Mar 25, 2022, 24 tweets

Petit thread sur l'usage des intervalles de confiance dans les sondages politiques. Ici en utilisant le dernier sondage en rolling de l'IFOP pour les présidentielles françaises 👇

#Presidentielle2022 #Sondage #stats

La présentation de ce sondage inclue une notice méthodologique avec un intervalle de confiance générique à utiliser. Celui-ci est exact, même s'il faut faire l'impasse sur la méthode de quota utilisée ici.

Mais il ne contient pas les intervalles de confiance pour chaque résultat. J'ai cherché à les ajouter à partir des données fournies leur notice méthodologique et les conclusions sont assez différentes. Première conclusion : ce n'est pas facile...

Dans les tweets suivants, j'ai édité les PDF en ajoutant les intervalles de confiance là où je savais les mettre, je vous explique les résultats, puis la méthode.

Pour les résultats globaux (Intention de vote au premier tour par candidat•e), l'intervalle de confiance ne modifie pas les conclusions intuitives, même si aucune évolution par rapport au précédent rolling n'est statistiquement significative.

C'est autre chose pour les résultats par âge, sexe et autres catégories socio-professionnelles. On obtient souvent des intervalles de confiance qui font passer le pourcentage du simple au double. Toute comparaison, entre candidat•e ou d'un rolling à l'autre, est impossible ici.

Pour Fabien Roussel, par exemple, 4% des niveaux de diplôme 2ème et 3ème cycle voteraient pour lui, + ou - 3,6 points... Soit 95% de chances que le vrai taux soit entre 0,4% et 7,6%, quelle interprétation fournir ici ?

De même, pour Jean-Luc Mélenchon, 22 % des 18-24 ans voteraient pour lui, + ou - 7,8 points... Dire du coup qu'il s'agit de la catégorie d'âge votant le plus pour lui est peut être valide, mais n'est pas possible avec ce rolling.

Je précise que cela ne provient pas d'une variabilité des électorats. Les intervalles de confiance tiennent compte uniquement de la taille de l'échantillon. C'est d'ailleurs précisé dans la méthodologie, mais uniquement pour 1500 répondant•e•s à un sondage aléatoire simple.

Or, pour les résultats globaux, si 1500 personnes ont répondu, seules 1382 sont inscrites sur les listes électorales. Et de celles-ci, seules 1103 se prononcent pour le premier tour. On est donc plus vraiment à l'intervalle de confiance pour n=1500.

Mais en plus, lorsqu'on découpe la population par catégorie socio professionnelle, cela descend encore. Je suis parti des chiffres de l'INSEE pour retrouver la répartition de ces 1103 personnes.

Cela fait 113 personnes entre 18 et 24 ans. Nécessairement, l'intervalle de confiance devient très élevé pour cette taille d'échantillon.
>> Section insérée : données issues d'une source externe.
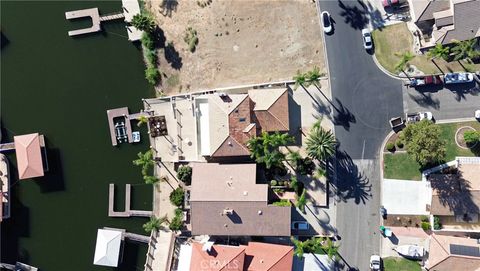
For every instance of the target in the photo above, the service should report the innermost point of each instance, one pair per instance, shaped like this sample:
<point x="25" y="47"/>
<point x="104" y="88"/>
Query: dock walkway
<point x="128" y="212"/>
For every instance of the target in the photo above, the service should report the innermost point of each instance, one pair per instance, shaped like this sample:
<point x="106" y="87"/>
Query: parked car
<point x="367" y="39"/>
<point x="375" y="262"/>
<point x="415" y="117"/>
<point x="458" y="77"/>
<point x="425" y="80"/>
<point x="326" y="22"/>
<point x="300" y="225"/>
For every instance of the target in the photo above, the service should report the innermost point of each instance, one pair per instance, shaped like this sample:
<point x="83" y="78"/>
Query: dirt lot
<point x="239" y="42"/>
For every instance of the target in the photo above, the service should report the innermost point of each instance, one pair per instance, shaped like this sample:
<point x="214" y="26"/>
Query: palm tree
<point x="439" y="51"/>
<point x="321" y="144"/>
<point x="300" y="80"/>
<point x="404" y="61"/>
<point x="154" y="223"/>
<point x="465" y="50"/>
<point x="144" y="22"/>
<point x="150" y="179"/>
<point x="145" y="160"/>
<point x="141" y="120"/>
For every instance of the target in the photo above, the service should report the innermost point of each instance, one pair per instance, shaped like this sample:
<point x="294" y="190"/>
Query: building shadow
<point x="350" y="183"/>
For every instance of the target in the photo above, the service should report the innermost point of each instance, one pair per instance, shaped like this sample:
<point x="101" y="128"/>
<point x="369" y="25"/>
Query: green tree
<point x="145" y="160"/>
<point x="302" y="201"/>
<point x="141" y="120"/>
<point x="424" y="143"/>
<point x="154" y="224"/>
<point x="439" y="51"/>
<point x="144" y="22"/>
<point x="300" y="80"/>
<point x="465" y="50"/>
<point x="405" y="59"/>
<point x="150" y="179"/>
<point x="320" y="144"/>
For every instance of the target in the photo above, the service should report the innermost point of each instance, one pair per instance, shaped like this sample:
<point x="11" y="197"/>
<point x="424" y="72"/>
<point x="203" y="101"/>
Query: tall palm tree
<point x="154" y="223"/>
<point x="406" y="57"/>
<point x="321" y="144"/>
<point x="300" y="80"/>
<point x="439" y="51"/>
<point x="145" y="160"/>
<point x="141" y="120"/>
<point x="465" y="50"/>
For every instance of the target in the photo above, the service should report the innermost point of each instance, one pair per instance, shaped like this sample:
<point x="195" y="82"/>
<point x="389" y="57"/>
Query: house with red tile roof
<point x="225" y="122"/>
<point x="253" y="257"/>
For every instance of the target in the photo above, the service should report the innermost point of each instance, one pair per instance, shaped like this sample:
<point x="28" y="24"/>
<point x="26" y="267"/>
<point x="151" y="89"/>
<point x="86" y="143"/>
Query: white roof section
<point x="107" y="249"/>
<point x="265" y="98"/>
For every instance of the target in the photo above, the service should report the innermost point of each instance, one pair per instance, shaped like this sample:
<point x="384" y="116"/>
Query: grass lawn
<point x="402" y="166"/>
<point x="400" y="264"/>
<point x="397" y="38"/>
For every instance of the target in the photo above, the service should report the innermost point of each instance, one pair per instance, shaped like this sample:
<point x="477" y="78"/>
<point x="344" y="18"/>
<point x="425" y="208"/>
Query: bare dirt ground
<point x="239" y="42"/>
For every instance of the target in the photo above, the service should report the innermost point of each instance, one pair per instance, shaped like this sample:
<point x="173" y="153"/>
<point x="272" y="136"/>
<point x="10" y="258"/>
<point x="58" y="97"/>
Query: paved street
<point x="364" y="99"/>
<point x="457" y="101"/>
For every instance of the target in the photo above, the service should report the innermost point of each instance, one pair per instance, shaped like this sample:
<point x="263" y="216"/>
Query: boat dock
<point x="128" y="212"/>
<point x="130" y="8"/>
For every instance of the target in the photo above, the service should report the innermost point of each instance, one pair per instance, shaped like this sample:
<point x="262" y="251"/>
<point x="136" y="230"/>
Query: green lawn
<point x="402" y="166"/>
<point x="390" y="42"/>
<point x="400" y="264"/>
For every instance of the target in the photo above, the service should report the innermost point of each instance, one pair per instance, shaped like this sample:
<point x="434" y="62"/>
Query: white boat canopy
<point x="107" y="249"/>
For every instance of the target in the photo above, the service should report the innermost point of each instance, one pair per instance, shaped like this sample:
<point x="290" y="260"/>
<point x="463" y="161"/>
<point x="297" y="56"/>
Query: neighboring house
<point x="225" y="122"/>
<point x="456" y="197"/>
<point x="448" y="253"/>
<point x="225" y="200"/>
<point x="253" y="257"/>
<point x="446" y="20"/>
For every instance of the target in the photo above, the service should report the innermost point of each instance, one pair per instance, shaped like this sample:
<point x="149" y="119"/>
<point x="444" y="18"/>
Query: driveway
<point x="406" y="197"/>
<point x="456" y="101"/>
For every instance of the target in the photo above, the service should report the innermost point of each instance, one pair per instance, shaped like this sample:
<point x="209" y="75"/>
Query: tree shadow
<point x="355" y="17"/>
<point x="167" y="7"/>
<point x="425" y="100"/>
<point x="350" y="182"/>
<point x="453" y="191"/>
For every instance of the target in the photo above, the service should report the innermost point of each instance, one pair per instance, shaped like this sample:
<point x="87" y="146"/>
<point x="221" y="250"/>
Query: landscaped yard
<point x="402" y="166"/>
<point x="400" y="264"/>
<point x="397" y="38"/>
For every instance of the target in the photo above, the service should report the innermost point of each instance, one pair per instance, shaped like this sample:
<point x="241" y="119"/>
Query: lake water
<point x="61" y="87"/>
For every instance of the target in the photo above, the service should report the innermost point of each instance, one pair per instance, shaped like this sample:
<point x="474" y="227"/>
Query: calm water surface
<point x="61" y="87"/>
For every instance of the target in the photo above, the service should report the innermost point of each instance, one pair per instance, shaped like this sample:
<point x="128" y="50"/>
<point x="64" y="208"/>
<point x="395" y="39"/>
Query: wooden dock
<point x="128" y="212"/>
<point x="90" y="12"/>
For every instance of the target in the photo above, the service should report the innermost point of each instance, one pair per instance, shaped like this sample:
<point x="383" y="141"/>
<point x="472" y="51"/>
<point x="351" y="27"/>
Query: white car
<point x="300" y="225"/>
<point x="367" y="39"/>
<point x="326" y="22"/>
<point x="375" y="262"/>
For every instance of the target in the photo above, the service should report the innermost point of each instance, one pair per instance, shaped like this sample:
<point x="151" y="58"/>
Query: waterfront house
<point x="226" y="200"/>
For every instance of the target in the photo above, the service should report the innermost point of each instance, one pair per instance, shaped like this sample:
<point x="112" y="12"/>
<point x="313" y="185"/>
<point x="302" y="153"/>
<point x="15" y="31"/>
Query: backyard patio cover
<point x="107" y="249"/>
<point x="29" y="156"/>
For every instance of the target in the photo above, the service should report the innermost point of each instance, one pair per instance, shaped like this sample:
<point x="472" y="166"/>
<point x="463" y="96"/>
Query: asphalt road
<point x="450" y="102"/>
<point x="363" y="101"/>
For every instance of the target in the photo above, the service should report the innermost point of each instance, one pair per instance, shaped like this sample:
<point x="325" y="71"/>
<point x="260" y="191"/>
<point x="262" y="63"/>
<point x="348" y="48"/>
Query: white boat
<point x="410" y="251"/>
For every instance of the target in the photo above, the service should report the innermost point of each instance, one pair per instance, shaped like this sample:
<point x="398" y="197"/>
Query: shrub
<point x="152" y="75"/>
<point x="184" y="174"/>
<point x="471" y="137"/>
<point x="436" y="223"/>
<point x="390" y="147"/>
<point x="177" y="223"/>
<point x="283" y="202"/>
<point x="399" y="143"/>
<point x="425" y="226"/>
<point x="177" y="196"/>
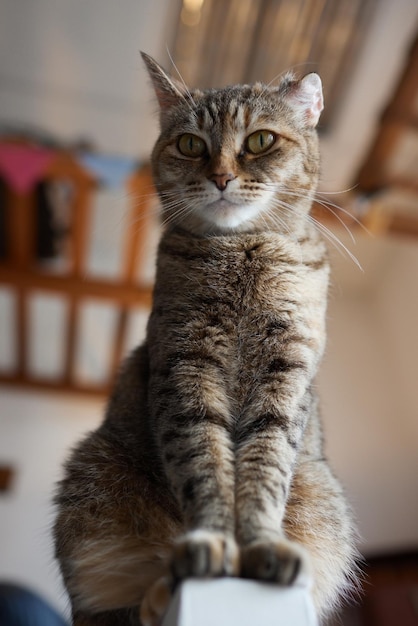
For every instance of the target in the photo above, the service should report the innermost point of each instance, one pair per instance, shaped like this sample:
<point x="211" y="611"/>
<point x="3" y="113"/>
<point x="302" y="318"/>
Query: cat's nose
<point x="221" y="180"/>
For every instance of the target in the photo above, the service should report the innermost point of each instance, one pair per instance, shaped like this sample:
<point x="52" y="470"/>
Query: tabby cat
<point x="210" y="459"/>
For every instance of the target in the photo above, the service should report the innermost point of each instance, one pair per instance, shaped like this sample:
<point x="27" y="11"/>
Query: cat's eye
<point x="191" y="145"/>
<point x="260" y="141"/>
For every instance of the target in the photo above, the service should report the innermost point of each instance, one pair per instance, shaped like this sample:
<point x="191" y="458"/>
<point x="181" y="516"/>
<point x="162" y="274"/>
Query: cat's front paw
<point x="281" y="561"/>
<point x="204" y="553"/>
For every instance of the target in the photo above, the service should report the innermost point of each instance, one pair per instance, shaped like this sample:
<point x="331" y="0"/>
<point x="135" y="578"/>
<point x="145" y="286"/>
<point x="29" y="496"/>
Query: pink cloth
<point x="23" y="166"/>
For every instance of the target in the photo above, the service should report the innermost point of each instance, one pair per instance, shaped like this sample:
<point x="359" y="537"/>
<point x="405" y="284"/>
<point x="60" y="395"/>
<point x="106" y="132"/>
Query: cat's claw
<point x="203" y="553"/>
<point x="281" y="561"/>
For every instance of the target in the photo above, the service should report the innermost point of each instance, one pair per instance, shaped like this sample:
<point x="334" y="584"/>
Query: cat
<point x="210" y="460"/>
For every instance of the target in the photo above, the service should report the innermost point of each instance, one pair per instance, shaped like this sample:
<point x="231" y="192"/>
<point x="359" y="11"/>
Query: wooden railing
<point x="22" y="275"/>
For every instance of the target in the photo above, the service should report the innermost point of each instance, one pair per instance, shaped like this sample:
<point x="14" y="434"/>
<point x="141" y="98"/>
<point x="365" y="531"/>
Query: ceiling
<point x="72" y="71"/>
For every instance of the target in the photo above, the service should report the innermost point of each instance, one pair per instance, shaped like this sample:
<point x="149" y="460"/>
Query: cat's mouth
<point x="229" y="214"/>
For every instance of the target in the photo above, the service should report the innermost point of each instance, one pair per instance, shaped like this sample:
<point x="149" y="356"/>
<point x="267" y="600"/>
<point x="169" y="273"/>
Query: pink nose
<point x="221" y="180"/>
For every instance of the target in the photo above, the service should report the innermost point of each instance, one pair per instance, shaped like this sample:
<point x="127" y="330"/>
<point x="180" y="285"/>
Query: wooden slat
<point x="54" y="385"/>
<point x="124" y="294"/>
<point x="21" y="225"/>
<point x="80" y="229"/>
<point x="140" y="188"/>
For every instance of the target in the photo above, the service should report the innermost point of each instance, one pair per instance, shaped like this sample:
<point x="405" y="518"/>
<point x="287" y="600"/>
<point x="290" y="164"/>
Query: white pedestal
<point x="237" y="602"/>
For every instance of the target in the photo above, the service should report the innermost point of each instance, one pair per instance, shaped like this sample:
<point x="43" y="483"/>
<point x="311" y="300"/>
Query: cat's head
<point x="237" y="159"/>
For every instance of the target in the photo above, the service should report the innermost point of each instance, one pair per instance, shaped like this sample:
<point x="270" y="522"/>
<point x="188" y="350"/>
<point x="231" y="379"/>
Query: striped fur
<point x="210" y="459"/>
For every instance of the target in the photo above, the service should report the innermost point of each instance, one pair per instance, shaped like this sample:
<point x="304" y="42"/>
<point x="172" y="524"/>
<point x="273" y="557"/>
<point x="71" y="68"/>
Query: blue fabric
<point x="21" y="607"/>
<point x="110" y="170"/>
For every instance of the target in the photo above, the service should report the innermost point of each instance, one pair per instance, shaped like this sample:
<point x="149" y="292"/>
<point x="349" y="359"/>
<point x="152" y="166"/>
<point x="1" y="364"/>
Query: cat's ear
<point x="307" y="97"/>
<point x="167" y="90"/>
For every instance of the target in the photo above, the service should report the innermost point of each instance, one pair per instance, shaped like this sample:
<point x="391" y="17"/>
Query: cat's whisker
<point x="186" y="89"/>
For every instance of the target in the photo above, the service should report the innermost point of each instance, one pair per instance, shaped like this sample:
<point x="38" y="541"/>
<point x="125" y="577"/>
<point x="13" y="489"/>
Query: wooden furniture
<point x="22" y="274"/>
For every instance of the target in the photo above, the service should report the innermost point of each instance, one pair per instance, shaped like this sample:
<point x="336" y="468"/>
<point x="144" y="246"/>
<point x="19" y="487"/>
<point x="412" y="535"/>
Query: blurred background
<point x="79" y="226"/>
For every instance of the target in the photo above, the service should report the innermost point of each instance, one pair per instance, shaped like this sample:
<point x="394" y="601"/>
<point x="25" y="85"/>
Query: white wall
<point x="36" y="432"/>
<point x="74" y="69"/>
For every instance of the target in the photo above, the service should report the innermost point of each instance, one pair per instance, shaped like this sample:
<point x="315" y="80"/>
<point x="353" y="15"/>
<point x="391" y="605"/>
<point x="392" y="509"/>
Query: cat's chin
<point x="228" y="216"/>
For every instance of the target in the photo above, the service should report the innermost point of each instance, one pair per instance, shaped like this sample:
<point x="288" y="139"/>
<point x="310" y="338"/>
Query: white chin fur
<point x="226" y="215"/>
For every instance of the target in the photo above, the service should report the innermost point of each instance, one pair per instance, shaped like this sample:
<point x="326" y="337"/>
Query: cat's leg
<point x="193" y="418"/>
<point x="114" y="532"/>
<point x="318" y="518"/>
<point x="267" y="449"/>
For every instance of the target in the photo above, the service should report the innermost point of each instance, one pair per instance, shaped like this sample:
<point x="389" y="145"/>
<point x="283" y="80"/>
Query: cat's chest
<point x="243" y="279"/>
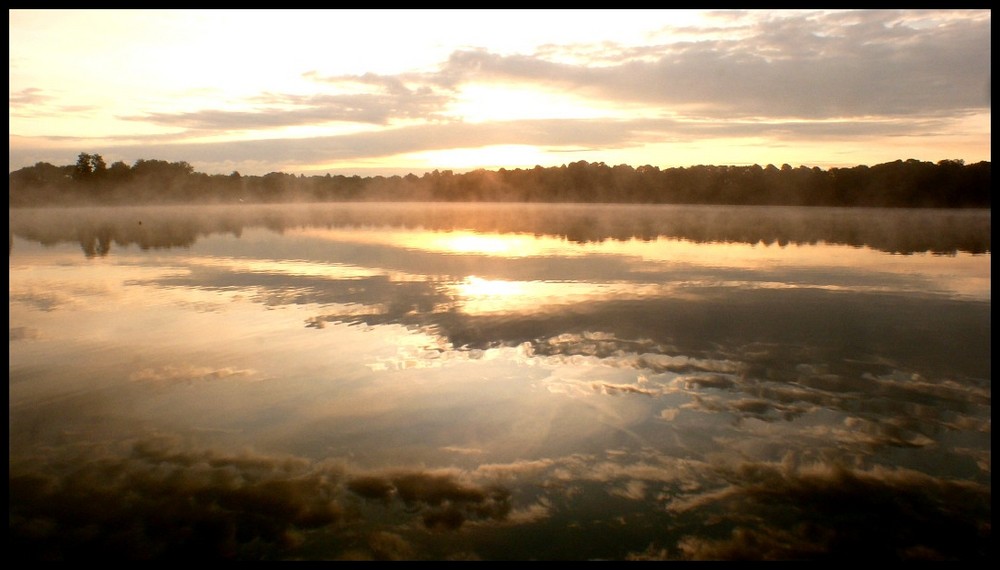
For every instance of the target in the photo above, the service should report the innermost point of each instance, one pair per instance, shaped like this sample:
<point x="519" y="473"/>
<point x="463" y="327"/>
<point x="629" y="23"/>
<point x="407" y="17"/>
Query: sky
<point x="390" y="91"/>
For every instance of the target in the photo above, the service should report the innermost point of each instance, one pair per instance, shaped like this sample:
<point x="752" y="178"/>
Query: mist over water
<point x="499" y="381"/>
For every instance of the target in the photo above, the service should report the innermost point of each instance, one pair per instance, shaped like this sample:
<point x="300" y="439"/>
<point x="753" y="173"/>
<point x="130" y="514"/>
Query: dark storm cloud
<point x="838" y="512"/>
<point x="158" y="500"/>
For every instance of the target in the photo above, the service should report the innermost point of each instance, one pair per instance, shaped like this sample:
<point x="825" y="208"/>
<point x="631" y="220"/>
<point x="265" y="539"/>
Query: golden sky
<point x="395" y="91"/>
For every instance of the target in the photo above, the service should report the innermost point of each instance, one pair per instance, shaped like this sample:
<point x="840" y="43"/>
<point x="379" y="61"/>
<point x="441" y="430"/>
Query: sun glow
<point x="480" y="103"/>
<point x="490" y="157"/>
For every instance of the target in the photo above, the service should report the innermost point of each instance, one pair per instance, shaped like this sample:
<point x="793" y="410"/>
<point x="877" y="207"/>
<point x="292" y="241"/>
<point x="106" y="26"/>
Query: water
<point x="430" y="381"/>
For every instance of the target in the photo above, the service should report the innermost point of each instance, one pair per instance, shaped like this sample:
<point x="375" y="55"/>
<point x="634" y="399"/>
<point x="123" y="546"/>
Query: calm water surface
<point x="429" y="381"/>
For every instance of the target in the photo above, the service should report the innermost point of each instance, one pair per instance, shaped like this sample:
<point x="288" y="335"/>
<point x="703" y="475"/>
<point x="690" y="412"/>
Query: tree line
<point x="909" y="183"/>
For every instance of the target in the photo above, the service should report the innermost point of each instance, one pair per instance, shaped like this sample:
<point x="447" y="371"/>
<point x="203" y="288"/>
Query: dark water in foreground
<point x="515" y="382"/>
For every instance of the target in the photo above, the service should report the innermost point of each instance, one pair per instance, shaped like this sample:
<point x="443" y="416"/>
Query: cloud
<point x="791" y="65"/>
<point x="161" y="500"/>
<point x="188" y="374"/>
<point x="788" y="76"/>
<point x="878" y="514"/>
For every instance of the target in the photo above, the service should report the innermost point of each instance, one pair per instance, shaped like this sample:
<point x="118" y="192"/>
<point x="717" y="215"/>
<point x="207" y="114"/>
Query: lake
<point x="499" y="382"/>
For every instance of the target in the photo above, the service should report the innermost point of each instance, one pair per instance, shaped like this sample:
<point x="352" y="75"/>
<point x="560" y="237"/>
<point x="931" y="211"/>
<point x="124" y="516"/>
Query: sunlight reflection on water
<point x="347" y="381"/>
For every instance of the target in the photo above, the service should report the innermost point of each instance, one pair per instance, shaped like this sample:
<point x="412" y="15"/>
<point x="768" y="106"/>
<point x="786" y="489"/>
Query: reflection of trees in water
<point x="896" y="231"/>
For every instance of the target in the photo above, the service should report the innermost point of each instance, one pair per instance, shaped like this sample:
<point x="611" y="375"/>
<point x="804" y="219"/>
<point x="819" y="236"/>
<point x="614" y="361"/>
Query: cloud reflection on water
<point x="348" y="394"/>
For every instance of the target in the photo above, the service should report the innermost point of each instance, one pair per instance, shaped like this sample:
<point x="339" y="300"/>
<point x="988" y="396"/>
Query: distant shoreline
<point x="899" y="184"/>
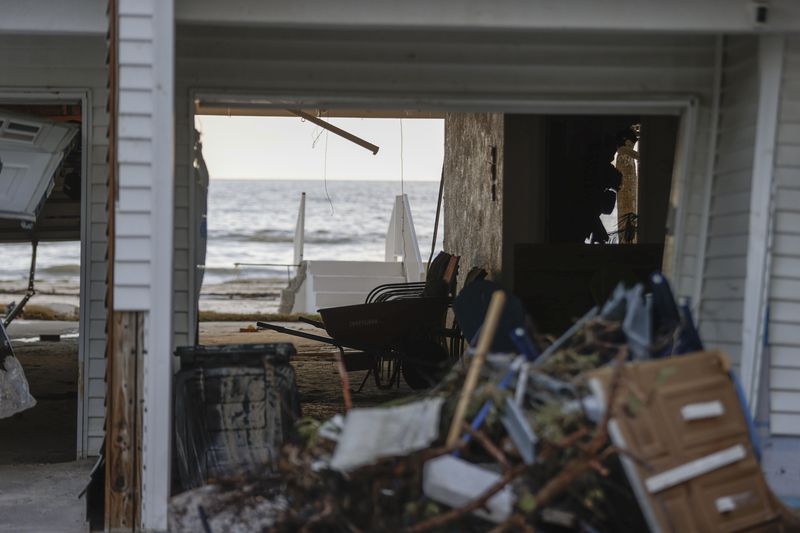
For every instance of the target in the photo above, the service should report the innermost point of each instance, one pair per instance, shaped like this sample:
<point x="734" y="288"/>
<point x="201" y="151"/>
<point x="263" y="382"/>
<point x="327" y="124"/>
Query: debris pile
<point x="534" y="440"/>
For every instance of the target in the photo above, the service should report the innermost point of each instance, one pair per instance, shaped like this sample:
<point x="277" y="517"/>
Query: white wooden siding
<point x="784" y="290"/>
<point x="47" y="62"/>
<point x="135" y="123"/>
<point x="428" y="69"/>
<point x="725" y="268"/>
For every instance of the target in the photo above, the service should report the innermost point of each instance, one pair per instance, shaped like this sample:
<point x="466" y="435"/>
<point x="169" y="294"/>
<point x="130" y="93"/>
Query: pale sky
<point x="284" y="148"/>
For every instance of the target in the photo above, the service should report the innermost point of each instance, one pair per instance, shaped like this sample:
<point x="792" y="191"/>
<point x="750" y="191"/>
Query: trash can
<point x="234" y="406"/>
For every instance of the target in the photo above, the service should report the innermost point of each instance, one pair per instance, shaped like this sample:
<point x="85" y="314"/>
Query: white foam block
<point x="456" y="483"/>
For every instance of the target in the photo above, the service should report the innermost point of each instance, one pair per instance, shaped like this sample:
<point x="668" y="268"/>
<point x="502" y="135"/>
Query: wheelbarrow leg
<point x="364" y="381"/>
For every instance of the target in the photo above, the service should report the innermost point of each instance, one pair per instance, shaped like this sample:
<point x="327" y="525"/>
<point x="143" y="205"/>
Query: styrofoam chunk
<point x="456" y="482"/>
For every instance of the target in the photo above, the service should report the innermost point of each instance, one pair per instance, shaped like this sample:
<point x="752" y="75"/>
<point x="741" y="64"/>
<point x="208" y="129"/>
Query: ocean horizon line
<point x="395" y="180"/>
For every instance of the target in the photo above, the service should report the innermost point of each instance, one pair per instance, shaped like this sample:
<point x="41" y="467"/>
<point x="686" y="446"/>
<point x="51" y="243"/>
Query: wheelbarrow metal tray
<point x="375" y="326"/>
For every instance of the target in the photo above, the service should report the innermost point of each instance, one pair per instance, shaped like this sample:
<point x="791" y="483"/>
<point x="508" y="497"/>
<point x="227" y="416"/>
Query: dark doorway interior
<point x="561" y="186"/>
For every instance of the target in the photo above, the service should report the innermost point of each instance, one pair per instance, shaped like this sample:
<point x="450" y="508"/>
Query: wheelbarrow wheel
<point x="424" y="364"/>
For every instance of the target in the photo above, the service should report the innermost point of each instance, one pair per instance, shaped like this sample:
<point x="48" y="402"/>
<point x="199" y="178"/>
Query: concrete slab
<point x="43" y="498"/>
<point x="21" y="328"/>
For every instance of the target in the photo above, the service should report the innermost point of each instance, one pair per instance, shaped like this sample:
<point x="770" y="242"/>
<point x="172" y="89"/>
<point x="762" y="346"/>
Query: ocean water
<point x="253" y="221"/>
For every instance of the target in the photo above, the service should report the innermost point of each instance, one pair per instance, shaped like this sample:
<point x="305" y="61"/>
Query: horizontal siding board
<point x="786" y="267"/>
<point x="135" y="199"/>
<point x="784" y="424"/>
<point x="131" y="298"/>
<point x="785" y="356"/>
<point x="132" y="225"/>
<point x="135" y="28"/>
<point x="784" y="378"/>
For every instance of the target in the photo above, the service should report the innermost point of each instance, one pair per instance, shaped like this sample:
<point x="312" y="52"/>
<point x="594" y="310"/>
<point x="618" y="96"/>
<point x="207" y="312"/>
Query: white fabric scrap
<point x="700" y="411"/>
<point x="693" y="469"/>
<point x="371" y="433"/>
<point x="331" y="429"/>
<point x="455" y="482"/>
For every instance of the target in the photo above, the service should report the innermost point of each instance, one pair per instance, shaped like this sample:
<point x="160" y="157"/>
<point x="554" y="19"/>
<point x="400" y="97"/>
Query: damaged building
<point x="704" y="95"/>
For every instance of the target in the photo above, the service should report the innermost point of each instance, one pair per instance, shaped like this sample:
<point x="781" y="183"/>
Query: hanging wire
<point x="325" y="173"/>
<point x="402" y="192"/>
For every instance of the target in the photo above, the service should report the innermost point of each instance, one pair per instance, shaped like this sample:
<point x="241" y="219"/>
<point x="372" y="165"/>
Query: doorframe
<point x="32" y="96"/>
<point x="684" y="106"/>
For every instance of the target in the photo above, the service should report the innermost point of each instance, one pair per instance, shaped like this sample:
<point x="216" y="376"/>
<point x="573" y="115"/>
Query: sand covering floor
<point x="315" y="368"/>
<point x="46" y="433"/>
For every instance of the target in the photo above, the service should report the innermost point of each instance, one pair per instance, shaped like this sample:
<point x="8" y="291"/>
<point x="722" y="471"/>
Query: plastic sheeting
<point x="15" y="395"/>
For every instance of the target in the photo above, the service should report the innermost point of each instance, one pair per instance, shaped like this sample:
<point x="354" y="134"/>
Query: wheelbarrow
<point x="406" y="336"/>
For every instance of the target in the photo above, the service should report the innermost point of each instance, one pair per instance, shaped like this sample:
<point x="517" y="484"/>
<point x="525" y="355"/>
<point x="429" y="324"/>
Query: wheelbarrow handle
<point x="296" y="333"/>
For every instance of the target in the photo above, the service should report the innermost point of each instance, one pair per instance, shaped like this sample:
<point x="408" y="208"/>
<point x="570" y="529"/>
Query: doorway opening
<point x="603" y="185"/>
<point x="41" y="189"/>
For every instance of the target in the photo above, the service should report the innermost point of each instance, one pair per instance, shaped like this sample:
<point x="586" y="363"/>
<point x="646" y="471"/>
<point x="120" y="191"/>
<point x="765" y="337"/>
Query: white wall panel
<point x="784" y="290"/>
<point x="725" y="266"/>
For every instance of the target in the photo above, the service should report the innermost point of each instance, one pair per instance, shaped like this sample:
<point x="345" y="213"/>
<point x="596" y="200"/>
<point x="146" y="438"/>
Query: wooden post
<point x="123" y="423"/>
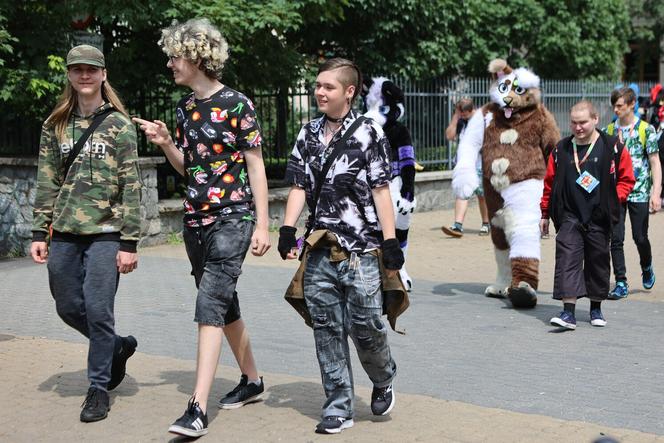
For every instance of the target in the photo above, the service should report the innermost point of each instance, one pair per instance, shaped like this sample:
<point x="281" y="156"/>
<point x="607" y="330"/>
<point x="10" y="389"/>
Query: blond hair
<point x="196" y="40"/>
<point x="587" y="105"/>
<point x="68" y="102"/>
<point x="349" y="73"/>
Quel est l'intérêt alors à ce découpage ? Et surtout, pourquoi insister sur l'évolution journalière ?

Et encore, c'est sans doute pire pour les 18-24 ans, car je dois supposer ici que le fait de se prononcer à l'élection ne dépend pas des catégories socio-professionnelles. C'est évidemment le cas, mais les chiffres ne sont pas fournis ici.

Je n'ai créé les images que pour les résultats globaux et pour les deux premiers candidats F. Roussel et JL Mélenchon, mais les conclusions sont identiques pour les autres. Par exemple, 34% des catégories aisées voteraient pour E. Macron, +/- 8 points...

Pour résumer, en dehors même des critiques possibles sur les méthodes de sondage utilisées ici (et il y en a), la présentation d'un unique calcul d'intervalle de confiance occulte la faible pertinence de beaucoup des résultats présentés.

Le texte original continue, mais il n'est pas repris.